Après tout, il aurait très bien pu partir pour Palanthas et tout laisser derrière lui.
Toute sa vie il avait suivi la Loi et respecté le Code. « Mon honneur est ma vie. » Il ne restait plus que le Code. Trop rigide, la Loi avait enfermé les chevaliers dans un carcan plus pesant que leur armure. Isolés, désemparés, ils s’étaient raccrochés à elle, sans se rendre compte qu’elle était une ancre qui les tirait vers le fond.

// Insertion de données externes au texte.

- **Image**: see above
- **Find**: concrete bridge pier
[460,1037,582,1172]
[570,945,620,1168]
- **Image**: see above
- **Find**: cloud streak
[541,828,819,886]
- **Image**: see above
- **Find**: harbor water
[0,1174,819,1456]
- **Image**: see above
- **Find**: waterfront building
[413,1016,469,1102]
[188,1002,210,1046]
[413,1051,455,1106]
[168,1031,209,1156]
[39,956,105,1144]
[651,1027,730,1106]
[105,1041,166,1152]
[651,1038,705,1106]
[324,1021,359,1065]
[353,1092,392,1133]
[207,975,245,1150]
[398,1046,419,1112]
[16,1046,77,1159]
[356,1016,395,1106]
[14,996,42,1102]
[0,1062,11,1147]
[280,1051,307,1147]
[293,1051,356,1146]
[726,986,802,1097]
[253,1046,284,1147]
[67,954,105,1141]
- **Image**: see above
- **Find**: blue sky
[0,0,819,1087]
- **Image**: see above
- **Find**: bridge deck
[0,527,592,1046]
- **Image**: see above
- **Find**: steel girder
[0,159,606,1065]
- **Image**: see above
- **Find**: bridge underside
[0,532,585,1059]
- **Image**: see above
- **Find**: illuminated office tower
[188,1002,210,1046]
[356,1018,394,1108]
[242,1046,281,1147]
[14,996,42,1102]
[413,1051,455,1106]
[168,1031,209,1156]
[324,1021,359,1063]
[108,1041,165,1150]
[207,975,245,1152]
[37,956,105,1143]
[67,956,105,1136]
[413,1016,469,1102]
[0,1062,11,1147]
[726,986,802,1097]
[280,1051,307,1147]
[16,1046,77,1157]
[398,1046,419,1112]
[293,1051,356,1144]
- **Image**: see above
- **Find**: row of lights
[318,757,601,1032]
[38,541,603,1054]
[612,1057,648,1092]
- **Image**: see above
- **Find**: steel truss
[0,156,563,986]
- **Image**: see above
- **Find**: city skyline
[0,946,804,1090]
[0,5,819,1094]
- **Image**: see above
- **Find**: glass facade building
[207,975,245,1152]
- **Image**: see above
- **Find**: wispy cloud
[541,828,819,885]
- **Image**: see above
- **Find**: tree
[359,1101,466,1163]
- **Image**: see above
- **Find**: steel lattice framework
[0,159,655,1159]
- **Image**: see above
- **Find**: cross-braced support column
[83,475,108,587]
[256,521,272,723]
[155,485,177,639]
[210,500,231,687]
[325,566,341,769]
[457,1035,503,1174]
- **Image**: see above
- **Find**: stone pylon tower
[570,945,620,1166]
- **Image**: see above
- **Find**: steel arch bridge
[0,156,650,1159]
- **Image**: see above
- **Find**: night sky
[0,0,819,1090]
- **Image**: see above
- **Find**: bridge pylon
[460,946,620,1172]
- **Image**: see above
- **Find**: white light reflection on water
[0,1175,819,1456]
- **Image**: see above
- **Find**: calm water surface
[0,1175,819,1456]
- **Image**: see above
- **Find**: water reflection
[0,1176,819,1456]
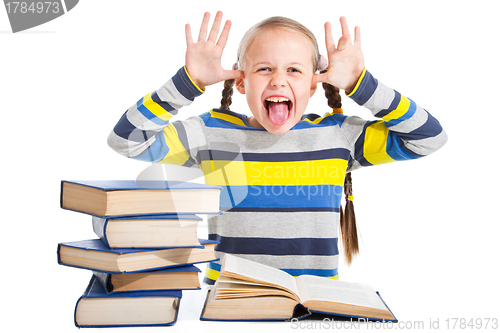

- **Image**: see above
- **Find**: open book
[201,254,397,322]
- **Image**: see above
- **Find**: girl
[108,12,446,283]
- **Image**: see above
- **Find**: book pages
[297,275,387,310]
[221,254,299,296]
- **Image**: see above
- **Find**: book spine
[92,216,110,247]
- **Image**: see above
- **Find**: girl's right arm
[108,12,243,165]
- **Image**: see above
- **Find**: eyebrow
[252,61,307,68]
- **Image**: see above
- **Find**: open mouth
[264,97,293,126]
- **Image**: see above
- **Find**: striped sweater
[108,68,447,284]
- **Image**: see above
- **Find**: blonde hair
[237,16,319,69]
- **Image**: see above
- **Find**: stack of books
[57,181,221,327]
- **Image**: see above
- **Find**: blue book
[75,276,182,327]
[92,214,202,248]
[60,180,222,217]
[94,265,201,293]
[57,239,218,274]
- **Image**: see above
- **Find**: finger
[325,22,335,54]
[354,27,361,46]
[337,35,351,51]
[340,16,350,36]
[185,24,194,45]
[217,21,231,48]
[208,11,222,43]
[198,12,210,42]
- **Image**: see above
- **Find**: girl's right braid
[322,70,359,264]
[220,79,234,110]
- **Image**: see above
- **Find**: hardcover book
[94,265,201,293]
[92,214,202,248]
[75,276,182,327]
[57,239,218,273]
[201,254,397,322]
[61,180,221,216]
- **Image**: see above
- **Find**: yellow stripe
[205,267,220,281]
[142,93,172,121]
[201,158,347,186]
[363,120,394,164]
[346,68,366,97]
[184,66,205,93]
[382,95,410,122]
[212,111,247,127]
[161,124,189,165]
[304,114,331,124]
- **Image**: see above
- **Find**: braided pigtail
[220,79,234,110]
[322,70,359,265]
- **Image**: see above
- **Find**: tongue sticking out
[267,102,288,126]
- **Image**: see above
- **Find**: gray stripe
[405,131,448,155]
[215,251,339,269]
[156,79,192,110]
[208,212,340,238]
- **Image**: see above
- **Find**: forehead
[246,28,315,67]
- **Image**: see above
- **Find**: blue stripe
[134,129,170,162]
[172,67,202,101]
[113,113,157,142]
[350,71,378,105]
[137,98,168,126]
[281,268,338,277]
[151,91,178,115]
[385,98,417,128]
[399,111,443,141]
[375,90,401,118]
[385,132,421,161]
[210,234,339,256]
[220,185,343,211]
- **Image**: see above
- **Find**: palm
[186,12,242,89]
[314,17,364,90]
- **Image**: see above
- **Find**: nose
[269,72,287,88]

Pourquoi suis-je différent d’eux ? se demanda Sturm. Quand Flint était apparu en grommelant, il avait eu la réponse. C’était à cause du nain, du kender, du mage, du demi-elfe… Ils lui avaient appris à regarder le monde avec d’autres yeux. Dirk le voyait en noir et blanc. Sturm en avait goûté les nuances les plus subtiles.
— Il est temps, dit-il à Flint.
Les premières flèches sifflèrent au-dessus des remparts. Dans les hurlements, les sonneries de cors et le fracas des armes, la bataille décisive était engagée.
À la tombée de la nuit, l’étendard des chevaliers flottait encore sur la Tour.
Mais la moitié de ses défenseurs étaient tombés. Avec l’obscurité vint l’accalmie, les armées draconiennes se retirant jusqu’au lendemain.
Les chevaliers s’occupèrent des dépouilles de leurs camarades tandis que Sturm arpentait sans cesse les remparts.
La cadence de son pas ferme rassurait tout le monde, sauf lui. Mille angoisses l’assaillaient. Il pensait à la défaite, à la possibilité d’une mort ignominieuse et au déshonneur. Il voyait son corps dépecé par les draconiens. Serait-il capable de tenir jusqu’au bout ?
Assez ! se dit-il. Tu vas devenir plus fou que Dirk.
Il s’arrêta de marcher et se retourna brusquement… pour se trouver nez à nez avec Laurana, dont il avait oublié la présence. Leurs regards se croisèrent. Les yeux de la jeune elfe dégageaient une telle lumière qu’elle chassa ses idées noires. Tant qu’existaient dans le monde une telle beauté et une telle sérénité, l’espoir était sauf.
Il lui sourit.
— Va te reposer, dit-il. Tu as l’air épuisée.
— J’ai essayé, mais j’ai fait un cauchemar. Des mains enchâssées dans le cristal, d’énormes dragons volant entre des murs de pierre…
Tass somnolait, couché en chien de fusil à côté d’elle. Sturm sourit de nouveau ; décidément, rien ne pouvait démonter le kender.
Flint était occupé à sculpter un morceau de bois, comme à l’accoutumée.